Kappstein – mit Rad-Technik aus Gotha zu Olympia nach Tokio

Die Thüringer Wirtschaft hat die schwierigen Nachwendejahre hinter sich gelassen. Gründergeist und Engagement haben viele innovative Unternehmen hervorgebracht. Eines ist Kappstein: Der Mittelständler aus Gotha ist Spezialist für Fahrrad- und Rennradausrüstung.
Stefan Bötticher auf dem Bahnrad-Oval: Der 27-jährige amtierende Europameister in der Bahnraddisziplin Keirin nutzt das Material von Kappstein. (© Drew Kaplan)

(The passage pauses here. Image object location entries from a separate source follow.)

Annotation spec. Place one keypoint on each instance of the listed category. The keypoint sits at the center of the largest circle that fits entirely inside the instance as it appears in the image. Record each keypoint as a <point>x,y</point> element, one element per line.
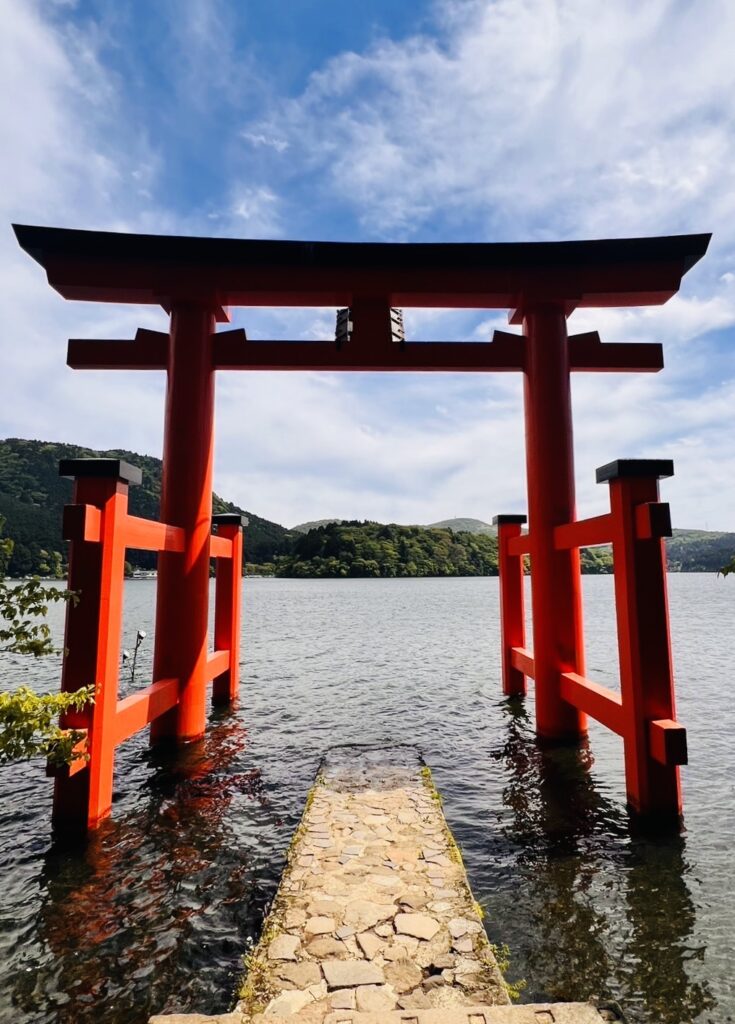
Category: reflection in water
<point>581,862</point>
<point>138,895</point>
<point>155,913</point>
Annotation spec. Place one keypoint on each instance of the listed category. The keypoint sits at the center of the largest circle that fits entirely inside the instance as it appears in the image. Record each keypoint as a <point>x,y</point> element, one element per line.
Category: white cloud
<point>259,138</point>
<point>525,119</point>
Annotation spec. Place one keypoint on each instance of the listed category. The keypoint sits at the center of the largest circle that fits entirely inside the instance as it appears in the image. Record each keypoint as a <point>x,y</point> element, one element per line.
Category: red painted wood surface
<point>556,594</point>
<point>643,713</point>
<point>100,529</point>
<point>182,602</point>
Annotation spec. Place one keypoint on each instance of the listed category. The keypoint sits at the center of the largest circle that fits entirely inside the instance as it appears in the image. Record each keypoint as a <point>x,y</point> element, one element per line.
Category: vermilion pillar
<point>556,586</point>
<point>92,639</point>
<point>513,630</point>
<point>652,759</point>
<point>182,600</point>
<point>228,588</point>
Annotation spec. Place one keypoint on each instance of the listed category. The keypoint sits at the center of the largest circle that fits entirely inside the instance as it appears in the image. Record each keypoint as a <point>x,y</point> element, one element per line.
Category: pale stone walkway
<point>374,921</point>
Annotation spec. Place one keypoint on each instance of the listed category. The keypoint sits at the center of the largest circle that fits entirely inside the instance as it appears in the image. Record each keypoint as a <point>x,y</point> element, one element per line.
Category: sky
<point>417,120</point>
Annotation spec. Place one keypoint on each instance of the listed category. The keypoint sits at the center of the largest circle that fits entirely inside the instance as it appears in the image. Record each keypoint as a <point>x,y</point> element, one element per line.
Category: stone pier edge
<point>254,990</point>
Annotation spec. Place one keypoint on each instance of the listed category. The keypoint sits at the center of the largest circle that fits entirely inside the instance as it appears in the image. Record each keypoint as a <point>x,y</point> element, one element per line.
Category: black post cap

Wenn am 3. August 2020 die Bahnradwettkämpfe bei den Olympischen Spielen in Tokio beginnen, soll für der Thüringer Stefan Bötticher der Traum von Olympia in Erfüllung gehen. Der 23-jährige Radsportler aus Leinefelde im Eichsfeld hat schon zwei Weltmeistertitel eingefahren und ist amtierender Bahnrad-Europameister in der Sprintdisziplin Keirin. Die Olympia-Teilnahme blieb ihm bislang allerdings verwehrt. Auf der Bahn im Izu Velodrome, 120 Kilometer südlich der japanischen Hauptstadt, wird an seinem und mehreren weiteren Rädern auch Technik aus dem thüringischen Gotha mit am Start sein.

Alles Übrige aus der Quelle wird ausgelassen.